Are All Assets Subject to Probate?
What is probate? Probate is the court-supervised process of validating a decedent's will, paying off the decedent's debts, and ensuring that the decedent's assets go to the rightful beneficiaries named in the will. Or, in the absence of a will, to those who stand to inherit.
Probate varies slightly from state-to-state – many states offer a quicker, less expensive alternative for smaller estates. The decedent's probate estate is made up of all of the assets that he or she held at the time of death. Whether an estate is large or small, many ask, "Do all assets pass through probate?" Not necessarily.
What types of assets pass outside of probate?

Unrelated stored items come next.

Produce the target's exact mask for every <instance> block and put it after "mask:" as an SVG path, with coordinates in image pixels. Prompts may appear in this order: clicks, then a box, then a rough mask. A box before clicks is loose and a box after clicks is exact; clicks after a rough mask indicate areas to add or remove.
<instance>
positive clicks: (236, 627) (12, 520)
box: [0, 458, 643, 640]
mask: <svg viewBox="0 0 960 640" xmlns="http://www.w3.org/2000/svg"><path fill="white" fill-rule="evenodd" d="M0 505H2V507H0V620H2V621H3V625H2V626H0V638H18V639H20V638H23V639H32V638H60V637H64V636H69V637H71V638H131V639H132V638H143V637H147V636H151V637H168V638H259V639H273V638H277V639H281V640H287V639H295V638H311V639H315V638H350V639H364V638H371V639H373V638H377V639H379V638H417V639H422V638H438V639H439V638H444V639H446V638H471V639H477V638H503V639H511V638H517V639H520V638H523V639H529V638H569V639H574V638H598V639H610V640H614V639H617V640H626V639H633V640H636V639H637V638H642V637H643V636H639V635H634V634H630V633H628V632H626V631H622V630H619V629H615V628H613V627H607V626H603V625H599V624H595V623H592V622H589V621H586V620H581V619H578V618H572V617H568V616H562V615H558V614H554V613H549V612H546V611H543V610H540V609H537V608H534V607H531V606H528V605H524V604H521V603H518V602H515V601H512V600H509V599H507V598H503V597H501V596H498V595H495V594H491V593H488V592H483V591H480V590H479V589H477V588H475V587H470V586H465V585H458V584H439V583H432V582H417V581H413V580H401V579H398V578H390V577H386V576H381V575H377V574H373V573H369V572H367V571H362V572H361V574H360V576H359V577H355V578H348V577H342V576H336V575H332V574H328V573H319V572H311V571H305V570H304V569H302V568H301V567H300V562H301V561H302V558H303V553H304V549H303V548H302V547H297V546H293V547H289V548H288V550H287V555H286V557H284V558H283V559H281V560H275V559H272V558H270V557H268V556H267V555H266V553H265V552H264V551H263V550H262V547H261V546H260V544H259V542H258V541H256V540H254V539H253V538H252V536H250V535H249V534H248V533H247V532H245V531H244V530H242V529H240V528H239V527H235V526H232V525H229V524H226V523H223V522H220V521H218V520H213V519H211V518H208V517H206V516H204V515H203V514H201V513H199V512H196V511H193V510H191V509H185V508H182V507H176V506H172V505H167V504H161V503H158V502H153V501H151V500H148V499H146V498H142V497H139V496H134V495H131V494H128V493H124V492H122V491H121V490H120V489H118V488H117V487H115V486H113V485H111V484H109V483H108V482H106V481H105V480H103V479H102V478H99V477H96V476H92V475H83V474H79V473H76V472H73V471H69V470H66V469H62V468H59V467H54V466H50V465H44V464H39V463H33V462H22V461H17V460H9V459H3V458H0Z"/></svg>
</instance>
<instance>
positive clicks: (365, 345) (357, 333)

Generally, only the assets that are held individually in the decedent's name will pass through probate. There are some assets such as investment accounts and retirement accounts which allow for beneficiary designations that transfer directly to beneficiaries without going through probate.
Assets usually not subject to probate:
- IRAs and 401(k)'s
- Property held in a trust
- Cash in bank accounts with transfer-on-death designations
- Proceeds from a life insurance policy
- Real estate with joint ownership with right of survivorship
Any asset that allows the owner to name a beneficiary does not typically go through the probate process, including most assets placed in trusts. So, if an asset names you as a beneficiary, you should be able to assume ownership sooner than if it was tied up for six months, a year, or even a year and a half in the probate court.
Even if a named beneficiary conflicts with the information in a will, the beneficiary designation supersedes a will. This means that the named beneficiary will receive the assets over the person who was named in the will.
If there is any doubt or dispute over the named beneficiary, then the question will be resolved through the probate court. If you have further questions, you should discuss them with an experienced probate attorney!